In yet further particular examples, the method 300 may be adapted as is next described.
Using the method 300, a new pair of an inquiry 112 and a respective response 114 may be determined. For example, with reference to FIG. 5, such a new pair of an inquiry 112 and a respective response 114 may comprise the inquiry 402 and the LLM response 504. Furthermore, in these examples, it is understood that the new pair of an inquiry 112 and a respective response 114 may be syntactically similar to one or more other pairs of inquiries 112 and respective responses 114 already stored at the memory 110, forming syntactically similar group of inquiries 112 and respective responses 114.
The computing device 102 may identify such a syntactically similar group of inquiries 112 and respective responses 114 using comparison scores 404 and the threshold score 406 as has been previously described (e.g., by syntactically comparing inquiries 112, which is understood to include, but is not limited to, the inquiry 402). For simplicity and compactness, hereafter, pairs of inquiries 112 and respective responses 114 in the syntactically similar group are hereafter referred to as entries in the group, with the new pair of an inquiry 112 and a respective response 114 being referred to as the new entry, and previously stored pairs of inquiries 112 and respective responses 114 being referred to as existing entries. Also for compactness, hereafter, references to entries being in contradiction is understood to include, the entries being inconsistent.
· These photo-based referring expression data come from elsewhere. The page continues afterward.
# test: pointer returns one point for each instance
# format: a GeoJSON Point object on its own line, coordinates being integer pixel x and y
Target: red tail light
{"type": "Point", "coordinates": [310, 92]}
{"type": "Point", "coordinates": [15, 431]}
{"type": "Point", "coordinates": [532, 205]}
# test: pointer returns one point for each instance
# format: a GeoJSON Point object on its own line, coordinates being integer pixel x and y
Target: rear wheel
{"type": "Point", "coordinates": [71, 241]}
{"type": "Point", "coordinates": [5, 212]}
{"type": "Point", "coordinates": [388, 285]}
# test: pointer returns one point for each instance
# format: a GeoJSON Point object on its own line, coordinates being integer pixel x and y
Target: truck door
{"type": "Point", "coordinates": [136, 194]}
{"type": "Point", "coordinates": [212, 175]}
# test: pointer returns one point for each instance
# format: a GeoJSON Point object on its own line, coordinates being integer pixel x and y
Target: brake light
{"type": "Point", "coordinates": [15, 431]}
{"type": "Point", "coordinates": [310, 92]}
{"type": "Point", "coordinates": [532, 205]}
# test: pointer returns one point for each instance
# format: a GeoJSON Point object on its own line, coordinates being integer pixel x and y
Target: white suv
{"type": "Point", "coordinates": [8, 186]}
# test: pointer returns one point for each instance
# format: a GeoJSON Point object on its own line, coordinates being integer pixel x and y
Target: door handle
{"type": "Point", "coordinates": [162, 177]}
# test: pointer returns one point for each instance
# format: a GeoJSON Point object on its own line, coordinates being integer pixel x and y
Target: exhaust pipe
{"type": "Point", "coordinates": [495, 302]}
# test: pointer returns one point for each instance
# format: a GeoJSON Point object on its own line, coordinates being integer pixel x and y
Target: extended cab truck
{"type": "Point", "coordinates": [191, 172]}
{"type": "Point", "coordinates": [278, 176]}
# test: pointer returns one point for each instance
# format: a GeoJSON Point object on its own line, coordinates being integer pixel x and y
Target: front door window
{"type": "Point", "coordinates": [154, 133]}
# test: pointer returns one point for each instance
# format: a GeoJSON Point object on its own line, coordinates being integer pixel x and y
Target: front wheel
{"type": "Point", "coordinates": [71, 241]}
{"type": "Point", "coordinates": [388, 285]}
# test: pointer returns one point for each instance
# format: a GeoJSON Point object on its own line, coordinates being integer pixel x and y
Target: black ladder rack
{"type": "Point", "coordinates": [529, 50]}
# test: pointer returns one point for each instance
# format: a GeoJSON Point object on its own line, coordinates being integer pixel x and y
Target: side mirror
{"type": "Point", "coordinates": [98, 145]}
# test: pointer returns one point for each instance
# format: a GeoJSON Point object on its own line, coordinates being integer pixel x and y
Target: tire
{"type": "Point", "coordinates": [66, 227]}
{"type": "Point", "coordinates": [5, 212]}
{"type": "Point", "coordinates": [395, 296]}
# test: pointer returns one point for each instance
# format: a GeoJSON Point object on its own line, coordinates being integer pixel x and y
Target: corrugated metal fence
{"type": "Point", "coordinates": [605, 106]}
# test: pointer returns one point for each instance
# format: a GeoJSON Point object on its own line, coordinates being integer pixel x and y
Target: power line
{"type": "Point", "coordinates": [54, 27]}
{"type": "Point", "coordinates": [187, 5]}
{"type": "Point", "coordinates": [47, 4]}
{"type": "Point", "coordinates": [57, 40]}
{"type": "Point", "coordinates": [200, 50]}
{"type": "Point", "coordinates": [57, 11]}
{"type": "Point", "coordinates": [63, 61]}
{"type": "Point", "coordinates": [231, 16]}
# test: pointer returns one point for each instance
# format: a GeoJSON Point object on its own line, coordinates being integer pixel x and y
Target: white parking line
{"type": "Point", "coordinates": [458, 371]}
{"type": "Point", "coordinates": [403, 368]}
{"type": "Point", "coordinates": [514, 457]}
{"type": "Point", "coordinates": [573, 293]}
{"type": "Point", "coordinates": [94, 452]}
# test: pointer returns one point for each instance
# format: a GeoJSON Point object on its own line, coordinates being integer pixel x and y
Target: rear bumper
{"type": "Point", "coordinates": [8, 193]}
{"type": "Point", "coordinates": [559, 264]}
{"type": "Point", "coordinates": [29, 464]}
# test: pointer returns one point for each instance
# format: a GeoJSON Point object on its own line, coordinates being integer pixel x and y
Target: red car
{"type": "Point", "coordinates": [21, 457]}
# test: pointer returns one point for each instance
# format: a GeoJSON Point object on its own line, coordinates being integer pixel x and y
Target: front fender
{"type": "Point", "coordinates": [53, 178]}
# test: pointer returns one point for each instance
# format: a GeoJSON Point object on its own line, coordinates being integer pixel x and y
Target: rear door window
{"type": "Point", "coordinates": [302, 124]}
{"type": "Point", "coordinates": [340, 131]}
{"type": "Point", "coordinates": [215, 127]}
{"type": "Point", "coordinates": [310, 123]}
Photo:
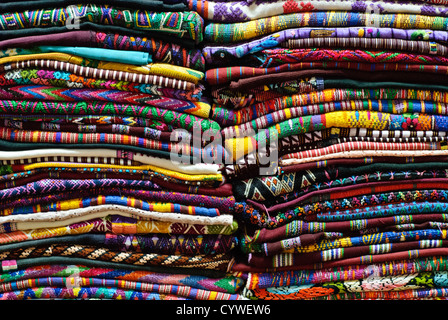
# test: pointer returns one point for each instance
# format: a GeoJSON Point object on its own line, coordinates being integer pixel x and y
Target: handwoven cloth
{"type": "Point", "coordinates": [279, 56]}
{"type": "Point", "coordinates": [238, 11]}
{"type": "Point", "coordinates": [177, 24]}
{"type": "Point", "coordinates": [399, 285]}
{"type": "Point", "coordinates": [340, 99]}
{"type": "Point", "coordinates": [242, 31]}
{"type": "Point", "coordinates": [80, 293]}
{"type": "Point", "coordinates": [305, 277]}
{"type": "Point", "coordinates": [157, 5]}
{"type": "Point", "coordinates": [319, 242]}
{"type": "Point", "coordinates": [161, 221]}
{"type": "Point", "coordinates": [161, 50]}
{"type": "Point", "coordinates": [147, 243]}
{"type": "Point", "coordinates": [265, 188]}
{"type": "Point", "coordinates": [215, 53]}
{"type": "Point", "coordinates": [107, 288]}
{"type": "Point", "coordinates": [120, 225]}
{"type": "Point", "coordinates": [238, 147]}
{"type": "Point", "coordinates": [99, 69]}
{"type": "Point", "coordinates": [57, 94]}
{"type": "Point", "coordinates": [226, 284]}
{"type": "Point", "coordinates": [393, 106]}
{"type": "Point", "coordinates": [110, 199]}
{"type": "Point", "coordinates": [214, 262]}
{"type": "Point", "coordinates": [68, 80]}
{"type": "Point", "coordinates": [262, 218]}
{"type": "Point", "coordinates": [176, 119]}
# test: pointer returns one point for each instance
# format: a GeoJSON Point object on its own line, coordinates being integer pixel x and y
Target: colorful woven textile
{"type": "Point", "coordinates": [237, 11]}
{"type": "Point", "coordinates": [235, 32]}
{"type": "Point", "coordinates": [177, 24]}
{"type": "Point", "coordinates": [160, 50]}
{"type": "Point", "coordinates": [421, 284]}
{"type": "Point", "coordinates": [227, 284]}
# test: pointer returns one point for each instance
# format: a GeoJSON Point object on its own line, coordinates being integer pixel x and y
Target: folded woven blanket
{"type": "Point", "coordinates": [225, 284]}
{"type": "Point", "coordinates": [146, 243]}
{"type": "Point", "coordinates": [157, 5]}
{"type": "Point", "coordinates": [238, 11]}
{"type": "Point", "coordinates": [130, 114]}
{"type": "Point", "coordinates": [177, 24]}
{"type": "Point", "coordinates": [161, 51]}
{"type": "Point", "coordinates": [263, 218]}
{"type": "Point", "coordinates": [216, 32]}
{"type": "Point", "coordinates": [213, 262]}
{"type": "Point", "coordinates": [416, 41]}
{"type": "Point", "coordinates": [119, 224]}
{"type": "Point", "coordinates": [58, 94]}
{"type": "Point", "coordinates": [289, 186]}
{"type": "Point", "coordinates": [359, 272]}
{"type": "Point", "coordinates": [421, 285]}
Furthermore, such classification may occur as using to the criteria 1110 as described herein.
The computing device 102 may provide the syntactically similar group of entries to the LLM engine 108 with a query, similar to the query 1106, that controls the LLM engine 108 to compare the new entry with the previous entries to classify each of the previous entries as being in contradiction the new entry or not in contradiction with the new entry. In particular responses of the entries are semantically compared to determine contradictions. For example, each of the previous entries may be classified as “YES” (e.g., being in contradiction with the new entry) or “NO” (e.g., not being in contradiction with the new entry). Such classification may occur via the LLM engine 108 applying semantic analysis when comparing the new entry with the previous entries. However, any suitable indicators may be used to classify a previous entry as being contradictory or not contradictory with the new entry.
Furthermore, the LLM engine 108 may return the classifications of the previous entries to the computing device 102, which may determine a contradiction rate for the group, which, in these examples, may be determined from:
Contradiction Rate = Number of entries classified as contradictory Total number of entries Equation ( 1 )
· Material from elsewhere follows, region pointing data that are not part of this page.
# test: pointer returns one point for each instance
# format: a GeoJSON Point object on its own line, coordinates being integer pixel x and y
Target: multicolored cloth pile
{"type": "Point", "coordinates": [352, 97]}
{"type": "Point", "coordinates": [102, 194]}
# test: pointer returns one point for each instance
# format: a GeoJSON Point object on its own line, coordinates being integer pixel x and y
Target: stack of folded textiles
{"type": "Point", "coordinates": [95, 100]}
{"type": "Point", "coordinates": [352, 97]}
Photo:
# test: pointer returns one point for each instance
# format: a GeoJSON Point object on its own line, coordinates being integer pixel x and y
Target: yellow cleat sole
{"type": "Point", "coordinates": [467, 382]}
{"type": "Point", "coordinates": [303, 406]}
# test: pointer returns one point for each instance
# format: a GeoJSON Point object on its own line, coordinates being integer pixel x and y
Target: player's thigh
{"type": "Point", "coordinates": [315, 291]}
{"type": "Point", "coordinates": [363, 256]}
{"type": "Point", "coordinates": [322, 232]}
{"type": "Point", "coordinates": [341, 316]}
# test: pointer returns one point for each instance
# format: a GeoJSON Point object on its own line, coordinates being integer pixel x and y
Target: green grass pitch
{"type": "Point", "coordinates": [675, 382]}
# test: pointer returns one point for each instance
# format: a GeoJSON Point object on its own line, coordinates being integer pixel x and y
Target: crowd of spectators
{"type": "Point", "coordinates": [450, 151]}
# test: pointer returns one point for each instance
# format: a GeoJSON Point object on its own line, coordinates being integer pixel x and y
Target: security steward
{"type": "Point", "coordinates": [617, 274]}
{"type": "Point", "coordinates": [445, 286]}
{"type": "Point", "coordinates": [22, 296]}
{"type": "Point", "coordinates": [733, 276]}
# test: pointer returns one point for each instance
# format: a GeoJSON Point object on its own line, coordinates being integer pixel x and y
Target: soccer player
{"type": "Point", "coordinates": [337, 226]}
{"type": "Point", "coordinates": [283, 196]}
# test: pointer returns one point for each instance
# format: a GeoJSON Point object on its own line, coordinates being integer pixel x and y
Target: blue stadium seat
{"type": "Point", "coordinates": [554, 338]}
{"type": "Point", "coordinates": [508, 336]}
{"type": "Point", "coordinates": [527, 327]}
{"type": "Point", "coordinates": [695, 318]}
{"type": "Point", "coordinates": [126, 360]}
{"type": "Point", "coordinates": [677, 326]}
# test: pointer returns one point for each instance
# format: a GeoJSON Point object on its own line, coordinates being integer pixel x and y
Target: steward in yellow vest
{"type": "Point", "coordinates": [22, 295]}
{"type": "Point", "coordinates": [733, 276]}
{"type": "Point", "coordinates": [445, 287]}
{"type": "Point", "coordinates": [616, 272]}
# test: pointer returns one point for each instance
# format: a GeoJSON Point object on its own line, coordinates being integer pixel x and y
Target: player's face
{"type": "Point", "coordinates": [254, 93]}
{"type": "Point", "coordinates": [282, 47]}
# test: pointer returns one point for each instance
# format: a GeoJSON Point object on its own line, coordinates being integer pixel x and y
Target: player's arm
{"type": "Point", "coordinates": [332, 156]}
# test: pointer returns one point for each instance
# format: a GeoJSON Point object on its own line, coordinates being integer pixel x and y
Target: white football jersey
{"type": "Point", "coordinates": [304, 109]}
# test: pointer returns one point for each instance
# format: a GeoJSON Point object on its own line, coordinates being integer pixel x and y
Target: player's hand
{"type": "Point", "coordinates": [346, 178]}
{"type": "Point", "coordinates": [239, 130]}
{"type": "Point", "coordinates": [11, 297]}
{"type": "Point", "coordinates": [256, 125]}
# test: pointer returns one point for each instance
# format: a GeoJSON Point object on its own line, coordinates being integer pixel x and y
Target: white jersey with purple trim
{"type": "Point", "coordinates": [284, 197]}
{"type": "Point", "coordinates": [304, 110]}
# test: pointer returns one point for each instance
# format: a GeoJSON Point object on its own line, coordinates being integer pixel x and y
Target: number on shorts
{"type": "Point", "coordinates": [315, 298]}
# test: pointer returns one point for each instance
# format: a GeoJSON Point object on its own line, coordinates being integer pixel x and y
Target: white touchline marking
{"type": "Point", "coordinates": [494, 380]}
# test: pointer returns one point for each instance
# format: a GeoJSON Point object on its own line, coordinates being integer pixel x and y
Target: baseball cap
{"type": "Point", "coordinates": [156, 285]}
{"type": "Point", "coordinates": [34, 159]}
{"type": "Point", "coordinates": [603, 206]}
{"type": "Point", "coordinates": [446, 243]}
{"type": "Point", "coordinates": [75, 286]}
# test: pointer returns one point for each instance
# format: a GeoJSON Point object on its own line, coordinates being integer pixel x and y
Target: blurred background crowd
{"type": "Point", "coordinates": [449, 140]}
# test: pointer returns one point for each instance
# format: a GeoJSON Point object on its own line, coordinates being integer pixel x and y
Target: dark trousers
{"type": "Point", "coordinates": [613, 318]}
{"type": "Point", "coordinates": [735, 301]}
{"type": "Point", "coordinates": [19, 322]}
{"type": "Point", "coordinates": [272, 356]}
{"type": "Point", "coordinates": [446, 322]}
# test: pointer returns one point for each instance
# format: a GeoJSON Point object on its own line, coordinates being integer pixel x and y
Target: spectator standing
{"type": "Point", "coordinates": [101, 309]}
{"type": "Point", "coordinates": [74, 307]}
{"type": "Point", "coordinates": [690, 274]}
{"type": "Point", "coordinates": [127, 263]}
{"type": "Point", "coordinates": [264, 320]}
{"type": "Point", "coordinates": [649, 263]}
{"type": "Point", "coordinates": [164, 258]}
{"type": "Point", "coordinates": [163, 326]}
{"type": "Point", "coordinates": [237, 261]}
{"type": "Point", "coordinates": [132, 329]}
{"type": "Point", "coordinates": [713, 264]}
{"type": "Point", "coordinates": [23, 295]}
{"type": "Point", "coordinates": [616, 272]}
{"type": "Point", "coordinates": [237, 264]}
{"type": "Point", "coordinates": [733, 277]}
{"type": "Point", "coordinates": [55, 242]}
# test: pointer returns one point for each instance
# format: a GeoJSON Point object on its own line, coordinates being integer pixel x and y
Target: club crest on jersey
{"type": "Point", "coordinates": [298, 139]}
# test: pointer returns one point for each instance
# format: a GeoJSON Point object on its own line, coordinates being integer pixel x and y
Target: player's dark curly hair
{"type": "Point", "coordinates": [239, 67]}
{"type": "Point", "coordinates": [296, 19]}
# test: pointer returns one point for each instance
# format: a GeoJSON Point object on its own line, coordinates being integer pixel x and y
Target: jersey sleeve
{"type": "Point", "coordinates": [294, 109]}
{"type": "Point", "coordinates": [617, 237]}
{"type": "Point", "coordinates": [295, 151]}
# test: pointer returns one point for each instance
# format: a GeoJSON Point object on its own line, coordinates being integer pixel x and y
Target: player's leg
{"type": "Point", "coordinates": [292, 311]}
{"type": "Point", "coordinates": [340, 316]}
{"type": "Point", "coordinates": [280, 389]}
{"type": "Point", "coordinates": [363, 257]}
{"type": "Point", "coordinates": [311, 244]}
In these examples the “Number of entries classified as contradictory” is understood to refer to the number of previous entries classified as contradictory. Similarly, the “Total number of entries” is understood to refer to the total number of previous entries. Hence, according to Equation (1), the contradiction rate may comprise the fraction and/or a percentage of the total number of previous entries classified as contradictory with the new entry.
The contradiction rate meeting, or not meeting, a threshold contradiction rate may be used to determine whether or not to store the new entry at the memory 110.
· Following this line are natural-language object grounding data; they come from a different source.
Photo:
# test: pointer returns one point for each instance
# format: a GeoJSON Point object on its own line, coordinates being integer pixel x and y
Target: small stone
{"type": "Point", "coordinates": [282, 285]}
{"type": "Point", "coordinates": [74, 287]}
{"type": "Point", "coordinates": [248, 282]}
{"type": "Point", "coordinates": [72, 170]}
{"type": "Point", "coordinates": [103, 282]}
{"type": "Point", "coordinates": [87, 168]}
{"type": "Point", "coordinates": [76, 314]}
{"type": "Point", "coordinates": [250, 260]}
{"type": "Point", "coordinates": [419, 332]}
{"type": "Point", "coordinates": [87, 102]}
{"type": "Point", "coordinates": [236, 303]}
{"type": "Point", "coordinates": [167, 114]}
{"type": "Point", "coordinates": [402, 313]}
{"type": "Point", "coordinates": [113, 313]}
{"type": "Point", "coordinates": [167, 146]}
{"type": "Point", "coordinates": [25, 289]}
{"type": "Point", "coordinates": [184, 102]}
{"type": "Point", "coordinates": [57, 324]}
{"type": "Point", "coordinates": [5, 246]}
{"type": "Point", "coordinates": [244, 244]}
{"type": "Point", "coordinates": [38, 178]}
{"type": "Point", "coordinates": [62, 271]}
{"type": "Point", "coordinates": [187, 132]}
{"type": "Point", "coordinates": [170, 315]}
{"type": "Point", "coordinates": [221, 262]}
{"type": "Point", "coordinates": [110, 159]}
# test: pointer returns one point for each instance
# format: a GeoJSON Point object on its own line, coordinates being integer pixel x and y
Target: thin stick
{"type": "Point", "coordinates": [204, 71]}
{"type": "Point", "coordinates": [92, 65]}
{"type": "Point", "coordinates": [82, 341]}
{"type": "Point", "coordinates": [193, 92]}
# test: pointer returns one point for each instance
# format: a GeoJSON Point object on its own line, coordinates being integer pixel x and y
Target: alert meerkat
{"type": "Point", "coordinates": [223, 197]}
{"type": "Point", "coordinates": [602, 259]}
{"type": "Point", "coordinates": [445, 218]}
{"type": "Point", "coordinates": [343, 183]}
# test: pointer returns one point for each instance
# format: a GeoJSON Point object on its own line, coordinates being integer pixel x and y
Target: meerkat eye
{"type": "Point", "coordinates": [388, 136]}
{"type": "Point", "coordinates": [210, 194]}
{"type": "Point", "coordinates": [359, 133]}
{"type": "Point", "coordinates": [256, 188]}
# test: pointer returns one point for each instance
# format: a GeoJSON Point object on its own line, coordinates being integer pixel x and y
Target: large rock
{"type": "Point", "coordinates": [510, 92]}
For example, using Equation (1) expressed as a percentage as a basis, the threshold contradiction rate may be set at 5%, 10%, 15%, amongst other possibilities, and may be selected heuristically to be low enough to ensure that only new entries that have a low contradiction rate are stored to the memory 110. Indeed, the new entry being associated with a contradiction rate at or below the threshold contradiction rate may be one of the storage criteria 514. Hence, when the new entry is associated with a contradiction rate at or below the threshold contradiction rate (e.g., a “YES” decision at the block 316), the new entry may be stored at the memory 110 (e.g., at the block 318). However, when the new entry is associated with a contradiction rate above the threshold contradiction rate (e.g., a “NO” decision at the block 316), the new entry may be discarded (e.g., at the block 320).
Such a determination of contradiction rate may further occur before or after receipt of feedback of an LLM response provided to the client device 104, and/or before or after providing an LLM response to the client device 104.
Alternatively, the new entry and existing entries that are classified as being not contradictory may be combined to generate a new entry for the memory 110 similar to as described with respect to FIG. 6.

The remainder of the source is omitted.